Ho optato per il San Raffaele di Milano, e non avrei potuto fare scelta migliore.

A giugno l’ingresso in un reparto gestito magistralmente, dove finalmente è stata fatta una diagnosi corretta e coerente con il recente passato. La situazione però era grave. Ogni volta che questi dannati batteri sembravano sconfitti, ricomparivano poco dopo la sospensione della terapia antibiotica, un’altalena infinita tra speranze, brutte notizie, di nuovo uno spiraglio e poi ancora il buio. Albatros però ha continuato a lottare. Ad un certo punto è arrivato un peggioramento ulteriore, una condizione davvero seria per la quale le speranze hanno iniziato a crollare vertiginosamente. Operare o non operare? Tentare il tutto per tutto o non tentarlo? Sono stati giorni di interrogativi, mie, nostri e degli stessi medici, fin quando tra il si e il no è arrivato lo stallo.
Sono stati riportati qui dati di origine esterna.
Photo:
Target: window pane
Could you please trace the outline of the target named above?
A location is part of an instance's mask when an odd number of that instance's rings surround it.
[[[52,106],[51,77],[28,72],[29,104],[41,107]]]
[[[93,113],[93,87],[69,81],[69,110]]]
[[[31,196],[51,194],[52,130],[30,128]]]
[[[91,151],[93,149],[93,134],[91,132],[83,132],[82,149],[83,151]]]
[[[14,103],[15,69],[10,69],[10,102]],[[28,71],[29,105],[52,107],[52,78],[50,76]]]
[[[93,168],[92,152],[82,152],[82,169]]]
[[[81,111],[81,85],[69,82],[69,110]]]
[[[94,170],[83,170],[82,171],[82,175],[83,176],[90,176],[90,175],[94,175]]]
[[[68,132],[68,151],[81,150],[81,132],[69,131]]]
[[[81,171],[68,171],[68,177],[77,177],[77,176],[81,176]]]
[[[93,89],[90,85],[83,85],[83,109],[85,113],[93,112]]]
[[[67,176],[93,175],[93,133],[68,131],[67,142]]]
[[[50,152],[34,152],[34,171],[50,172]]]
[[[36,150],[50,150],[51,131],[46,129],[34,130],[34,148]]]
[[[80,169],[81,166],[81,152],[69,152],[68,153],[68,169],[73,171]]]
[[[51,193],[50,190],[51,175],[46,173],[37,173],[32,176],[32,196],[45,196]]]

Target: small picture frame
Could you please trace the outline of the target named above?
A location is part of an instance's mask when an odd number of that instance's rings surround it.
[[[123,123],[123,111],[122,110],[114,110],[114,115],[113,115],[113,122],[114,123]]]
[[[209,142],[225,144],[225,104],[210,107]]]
Ho però trovato orecchie capaci di ascoltare, di capire, di lasciarsi persuadere che provare sarebbe stata la cosa giusta da fare, ed è stata fatta. Albatros voleva vivere. Ad agosto, però, dopo un delicato intervento al cuore su una persona già gravemente debilitata, c’è stato un momento in cui è sembrato tutto vano… La tenacia del reparto di rianimazione del San Raffaele, dei chirurghi, dei medici del reparto, e quella del mio incrollabile familiare, hanno avuto la meglio. Albatros ha pensato di mollare, ma alla fine ha continuato a tenere duro.

Anche la ripresa è stata una scala in drammatica salita, altri mesi, altre speranze infrante, altre fatiche, attese, ipotesi, profilassi, fin quando la luce, piano piano, dagli occhi di Albatros ha iniziato ad intravedersi anche nella risposta alle cure, una mano che si muove, un piccolo passo lontano da un letto diventato fin troppo compagno costante di lunghe giornate.

Oggi Albatros sta affrontando la riabilitazione, ha lasciato l’ospedale, ha la speranza di una ripresa totale.

Questa storia dimostra come la volontà, unita alla disponibilità a mettersi in gioco, la forza d’animo, la competenza e i mezzi, tutti insieme, possano davvero fare la differenza in una vita.

Grazie, con tutto il cuore.

Alla dottoressa Spessot, alla dottoressa Piani e al prof. Maisano,  a Eleonora Mandelli e agli infermieri del reparto Iceberg, la mia più immensa riconoscenza.